SIGNS OF economic recovery are unlikely to emerge before the end of 2010 or even early 2011, a leading economist said yesterday.
Prof Willem Buiter said the recession of the real economy was only just beginning outside the United States and, because of the “tattered” state of the financial sector, it was likely to be both deep and long.
Prof Buiter, a former member of the Bank of England monetary policy committee and professor of European political economy at the London School of Economics, was addressing the sixth Mercer European Investment Forum.
He was addressing more than 300 of the largest institutional investors and asset managers from across Europe who, between them, are responsible for more than €1 trillion of funds. He said banks globally had been procrastinating on the state of their balance sheets.

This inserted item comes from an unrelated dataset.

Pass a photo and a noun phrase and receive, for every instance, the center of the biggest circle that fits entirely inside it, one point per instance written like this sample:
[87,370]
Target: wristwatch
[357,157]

Recovery, in part through recapitalisation and new lending, would only be possible when banks disclosed fully the scale of their bad debts.
He was hopeful that, “by the end of the year, we will truly know who has been swimming without trunks”.

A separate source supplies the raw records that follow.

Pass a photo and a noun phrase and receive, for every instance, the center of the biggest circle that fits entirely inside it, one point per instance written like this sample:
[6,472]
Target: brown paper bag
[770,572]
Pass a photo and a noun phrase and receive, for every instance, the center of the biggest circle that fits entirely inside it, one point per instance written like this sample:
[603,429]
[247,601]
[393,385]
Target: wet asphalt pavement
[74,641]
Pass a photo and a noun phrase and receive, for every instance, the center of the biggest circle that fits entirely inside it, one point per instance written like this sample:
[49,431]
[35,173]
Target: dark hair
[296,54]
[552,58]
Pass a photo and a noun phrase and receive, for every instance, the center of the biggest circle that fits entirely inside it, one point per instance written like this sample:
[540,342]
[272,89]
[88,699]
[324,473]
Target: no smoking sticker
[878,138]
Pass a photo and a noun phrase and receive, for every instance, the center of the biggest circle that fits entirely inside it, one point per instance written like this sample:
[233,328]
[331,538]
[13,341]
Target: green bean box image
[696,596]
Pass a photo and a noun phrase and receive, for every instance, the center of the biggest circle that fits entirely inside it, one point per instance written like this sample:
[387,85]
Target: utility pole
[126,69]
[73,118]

The excesses of Irish banks were not as bad as those in Iceland, he said, but they were not far short.
“There was no supervision, no regulation and wild excess. Ireland saw the biggest building boom since the pyramids and this is going to be a painful adjustment,” Prof Buiter said.
“It is only because of the implicit guarantee of euro zone partners, particularly Germany”, that Irish banks and the State itself were likely to emerge from the present crisis.
Prof Buiter said one casualty of the crisis would be cross-border banks, unless the European Central Bank managed to implement at least a rudimentary fiscal Europe, with “binding burden sharing agreements on cross-border banks put in place ahead of any future crisis”.
However, he said figures for money supply, central bank discount rates and government deficits showed that policymakers had learned the lessons of the past and were taking more decisive action to address the economic slide.
While it would be premature to read too much into the current stock market rally, Prof Buiter said that, over the medium term, the outlook for equities and commodities was positive. A survey of asset allocation published to coincide with the conference showed that Irish institutional investors remain more heavily invested in equities than their European peers, with a lower weighting in lower risk bonds.
More particularly, despite the small size of the Irish Stock Exchange in global terms, Irish investors have a higher average exposure to domestic equities than any of the other countries surveyed across Europe.
However, between 40 and 50 per cent of Irish survey respondents said that they were planning to decrease their exposure to stock markets this year.
The results also show that Irish investors are least likely to look to alternative investments.